JAKARTA, (indotimes) – Program Makan Bergizi Gratis (MBG) yang diluncurkan pemerintah diperkirakan akan menelan biaya sebesar Rp1 triliun hingga Rp2 triliun per bulan mulai Maret 2025. Program ini bertujuan untuk memberikan makan bergizi kepada anak-anak di seluruh Indonesia, dengan target penerima manfaat mencapai 82,9 juta orang pada akhir tahun 2025.
Menteri Koordinator Bidang Pangan Zulkifli Hasan, yang dikenal dengan panggilan Zulhas, menyatakan bahwa peningkatan anggaran ini diperlukan untuk mempercepat cakupan penerima manfaat. “Anggaran program MBG diperkirakan bisa mencapai Rp1 triliun hingga Rp2 triliun per bulan pada Maret,” ujar Zulhas dalam keterangan pers setelah rapat koordinasi di Kantor Kemenko Pangan pada 3 Maret 2025.
Program ini bertujuan untuk mengatasi masalah gizi buruk di Indonesia, dengan menyediakan makanan bergizi di sekolah-sekolah. Zulhas menjelaskan bahwa peningkatan anggaran ini juga berkaitan dengan peningkatan kebutuhan bahan baku, seperti telur yang diperkirakan akan mencapai 4,5 juta butir dan beras sebanyak 4 juta ton.
ADVERTISEMENT
SCROLL TO RESUME CONTENT
Aturan Baru Diperlukan untuk Kelancaran Program MBG
Zulkifli Hasan juga menegaskan bahwa koordinasi yang lancar antara berbagai pihak sangat penting untuk kesuksesan program ini. Oleh karena itu, diperlukan aturan yang jelas, baik dalam bentuk Instruksi Presiden (Inpres) atau Peraturan Presiden (Perpres). Menurutnya, Badan Gizi Nasional dan berbagai pihak terkait harus bekerja sama untuk memastikan suplai bahan makanan yang memadai.

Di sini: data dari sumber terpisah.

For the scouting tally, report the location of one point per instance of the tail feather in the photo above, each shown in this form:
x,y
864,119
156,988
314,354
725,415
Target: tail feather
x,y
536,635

Kepala Badan Gizi Nasional (BGN), Dadan Hindayana, menyampaikan bahwa dengan anggaran Rp1 triliun hingga Rp2 triliun, sekitar 3 juta anak diperkirakan akan menerima manfaat dari program ini. Namun, jika target 82,9 juta anak tercapai, kebutuhan anggaran per bulan akan mencapai Rp25 triliun, yang diperkirakan akan dimulai pada September 2025.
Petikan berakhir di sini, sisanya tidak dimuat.